Hussain Al Qemzi, CEO of SIB commented, "Sharjah Islamic Bank is honored and glad to play host to the Consultative Council of Sharjah. We believe that any cooperation between the two organizations will be of great benefit to everyone and we look forward to pursuing this relationship further on a long term basis."
Sharjah Consultative Council has initiated the partnership with SIB. The bank will serve as an advisor to the Consultative Council and will explore the possible areas of cooperation and business development opportunities. Both parties recognized the challenges on the program such as attracting and harvesting nationals in the public and private sectors.

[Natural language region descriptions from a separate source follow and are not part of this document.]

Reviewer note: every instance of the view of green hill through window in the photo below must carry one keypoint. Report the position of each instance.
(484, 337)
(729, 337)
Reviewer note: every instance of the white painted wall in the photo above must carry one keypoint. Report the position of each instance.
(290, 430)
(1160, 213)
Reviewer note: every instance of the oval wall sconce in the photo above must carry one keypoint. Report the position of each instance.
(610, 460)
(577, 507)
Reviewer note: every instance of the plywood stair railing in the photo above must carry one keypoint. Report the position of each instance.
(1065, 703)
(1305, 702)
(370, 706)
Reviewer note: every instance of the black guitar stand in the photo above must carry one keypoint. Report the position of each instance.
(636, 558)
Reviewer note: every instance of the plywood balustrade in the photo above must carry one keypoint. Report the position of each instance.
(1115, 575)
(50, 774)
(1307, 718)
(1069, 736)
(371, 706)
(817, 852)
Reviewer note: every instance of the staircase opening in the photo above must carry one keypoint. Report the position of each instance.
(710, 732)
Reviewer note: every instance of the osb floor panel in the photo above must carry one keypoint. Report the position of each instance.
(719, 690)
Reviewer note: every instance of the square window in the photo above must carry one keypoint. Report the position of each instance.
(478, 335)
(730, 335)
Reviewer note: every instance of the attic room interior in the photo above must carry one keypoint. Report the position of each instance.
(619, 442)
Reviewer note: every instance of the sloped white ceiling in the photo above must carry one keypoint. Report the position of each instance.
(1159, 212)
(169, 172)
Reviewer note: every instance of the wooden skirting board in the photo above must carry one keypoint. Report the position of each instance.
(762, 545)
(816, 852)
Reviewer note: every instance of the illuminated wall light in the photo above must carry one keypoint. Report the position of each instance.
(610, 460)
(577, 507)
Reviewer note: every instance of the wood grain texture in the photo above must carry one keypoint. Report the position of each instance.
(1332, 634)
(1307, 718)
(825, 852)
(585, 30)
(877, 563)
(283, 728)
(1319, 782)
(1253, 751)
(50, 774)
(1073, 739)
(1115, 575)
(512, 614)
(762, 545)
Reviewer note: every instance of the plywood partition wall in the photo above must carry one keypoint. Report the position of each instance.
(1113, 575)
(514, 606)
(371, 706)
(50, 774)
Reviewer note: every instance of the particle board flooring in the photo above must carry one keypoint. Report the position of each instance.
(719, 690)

"Emiratization is very important as it promotes the well-being of the country and compels people to participate in improving the nation's economy. We at Sharjah Islamic Bank support this initiative and believe that nationals possess the skills required to compete on an international level. Thus, we will dedicate our services and references for this cause,"
stated Mr. Al Qemzi.
Delegates from CCS included Dr. Abdullah bin Mohamed Al Amiri, President of the Financial, Economic and Industrial Affairs committee at the Consultative Council, Doctor Khalid bin Omar bin Mohamed Al Midfah, Mr. Salem bin Hamid bin Nasser Al Owais, and Mr. Malik bin Musbah Al Fariri Al Katbi. Present at the meeting from SIB were Hussain Al Qemzi, CEO, Mohmmed Abdullah, Deputy CEO and Head of Investments Group and Saeed Al Amiri, Head of HR Group.
In order to support the economic expansion in Sharjah the bank highlighted the importance of effective customer service, stressing the need for constant evaluation of practice methodologies and challenges faced by businesses.
Earlier last year, Sharjah Islamic Bank had launched the OPEX Model, which focused on three major aspects: the voice of the associates (employees), customers and processes, which formed part of the change in the internal restructure process that SIB committed to implement.
Sharjah Islamic Bank will be expanding its network with the opening of a number of new branches in 2006.